Turtle bycatch

When you’re standing knee-deep in a stream, branches growing together into a leafy green tunnel above your head, slippery cobbles under your feet, expecting to find a steelhead or two in the net you just jerked out of the water, it can be a little startling to see a five-inch crayfish staring back at you, waving its claws.

Sometimes at work, when I’m lucky, I get to step outside my office for a little while and help the graduate students in my lab as they collect samples and data in the field. The project I work on the most involves scooping up fish in hand-held nets, but occasionally we capture other things, too – organisms we weren’t targeting or trying to catch, like that five-inch crayfish. In the fisheries world, this accidental take is called bycatch. Usually when scientists and managers are studying or trying to regulate bycatch, they’re dealing with marine life, but it happens in freshwater fisheries, too – and not just with crayfish.

When I catch a crayfish in my net, I pull it out and set it back in the stream where it came from (carefully, to preserve my fingers), but that’s not always possible in other situations. Some fishing nets are set underwater, and left to soak and collect fish for several hours before the catch is retrieved; that can be a problem if air-breathing aquatic animals – like turtles – also get caught.

A team of Canadian scientists recently published a case-study of freshwater turtle bycatch in a small lake in the journal Aquatic Conservation: Marine and Freshwater Ecosystems. They estimated the effectiveness of two methods for reducing turtle bycatch in Lake Opinicon, in southeast Ontario, Canada, which supports a small commercial fishery: adding “exclusion devices” to fish net openings that would keep most turtles out but let fish in, and shortening the fishing season.

The researchers measured the shells of four species of female turtles, and found that the smaller exclusion device they evaluated (which had an opening about two inches wide) would keep most turtles out of the fishnets – between 92 and 100 percent of three turtle species in the lake had shells too large to fit through the device. For the fourth and smallest turtle species the scientists studied, however, the exclusion device was not as successful – only 27 percent of those turtles were bigger than the opening.

If managers close the fishery during the time when turtles are most active, that can reduce turtle bycatch; to evaluate the effect of closing the fishery a month earlier in the spring, the scientists measured how active the turtles were during May and June. Only one turtle species was most active right before the current closing date of June 20, but, as the authors note, “[w]hile seasonal activity rates vary among species, a shortened fishing season would still decrease the total number of turtles captured, provided that there is no compensatory increase in fishing effort.”

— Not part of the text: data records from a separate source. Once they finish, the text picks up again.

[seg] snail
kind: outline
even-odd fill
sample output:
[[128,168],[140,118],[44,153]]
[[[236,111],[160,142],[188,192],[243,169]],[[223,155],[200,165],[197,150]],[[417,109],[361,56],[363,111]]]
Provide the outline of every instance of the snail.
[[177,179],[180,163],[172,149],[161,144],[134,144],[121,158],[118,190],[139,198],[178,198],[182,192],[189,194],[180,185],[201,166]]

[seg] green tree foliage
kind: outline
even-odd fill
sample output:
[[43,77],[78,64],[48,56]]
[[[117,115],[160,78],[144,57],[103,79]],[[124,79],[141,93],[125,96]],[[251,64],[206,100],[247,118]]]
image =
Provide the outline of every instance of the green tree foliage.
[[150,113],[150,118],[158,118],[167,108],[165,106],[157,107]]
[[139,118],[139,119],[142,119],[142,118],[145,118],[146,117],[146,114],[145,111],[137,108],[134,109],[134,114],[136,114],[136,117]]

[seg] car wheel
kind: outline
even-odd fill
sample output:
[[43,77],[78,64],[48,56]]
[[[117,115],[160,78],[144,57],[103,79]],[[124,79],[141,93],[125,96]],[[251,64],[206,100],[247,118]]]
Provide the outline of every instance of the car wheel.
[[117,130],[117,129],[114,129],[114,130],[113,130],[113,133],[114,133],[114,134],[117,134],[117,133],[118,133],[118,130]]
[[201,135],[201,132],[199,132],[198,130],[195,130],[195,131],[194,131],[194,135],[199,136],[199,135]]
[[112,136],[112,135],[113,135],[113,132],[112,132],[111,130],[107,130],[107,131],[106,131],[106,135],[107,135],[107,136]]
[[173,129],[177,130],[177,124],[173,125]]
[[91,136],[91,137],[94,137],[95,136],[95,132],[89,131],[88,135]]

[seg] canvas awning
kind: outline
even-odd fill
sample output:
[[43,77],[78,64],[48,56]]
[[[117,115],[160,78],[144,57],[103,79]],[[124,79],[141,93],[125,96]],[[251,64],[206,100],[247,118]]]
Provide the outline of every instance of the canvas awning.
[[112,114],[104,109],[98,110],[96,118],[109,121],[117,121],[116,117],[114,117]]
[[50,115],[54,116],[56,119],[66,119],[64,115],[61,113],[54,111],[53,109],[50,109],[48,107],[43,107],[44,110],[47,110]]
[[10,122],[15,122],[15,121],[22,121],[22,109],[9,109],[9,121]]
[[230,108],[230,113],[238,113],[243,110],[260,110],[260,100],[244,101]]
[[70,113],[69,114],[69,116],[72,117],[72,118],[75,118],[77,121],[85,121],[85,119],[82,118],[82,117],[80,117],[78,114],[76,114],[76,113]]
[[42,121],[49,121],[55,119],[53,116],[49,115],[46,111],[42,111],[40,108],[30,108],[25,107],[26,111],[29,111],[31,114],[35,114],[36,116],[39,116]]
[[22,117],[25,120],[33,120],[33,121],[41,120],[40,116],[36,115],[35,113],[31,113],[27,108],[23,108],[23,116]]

Based on demographic traits like the current number of turtles in the lake, how old female turtles are when they first reproduce, and the proportion of female turtles that reproduce each year, the researchers estimated how the population of each turtle species might increase or decrease over the next 500 years under different bycatch scenarios. They determined that for three of the turtle species, just one or two female turtle deaths due to bycatch each year could lead to a complete loss of the population from the lake within that timeframe.

When I catch a crayfish in my hand-held net I can let it go right away, but turtles caught in underwater fishnets don’t have that option. The unintended capture of turtles during fishing can have disastrous consequences – as the authors write, “it is imperative that appropriate bycatch mitigation measures . . . are put in place to ensure the long-term persistence of freshwater turtles.”

Researchers studied four turtle species in Lake Opinicon, in southeastern Ontario, Canada, including the painted turtle.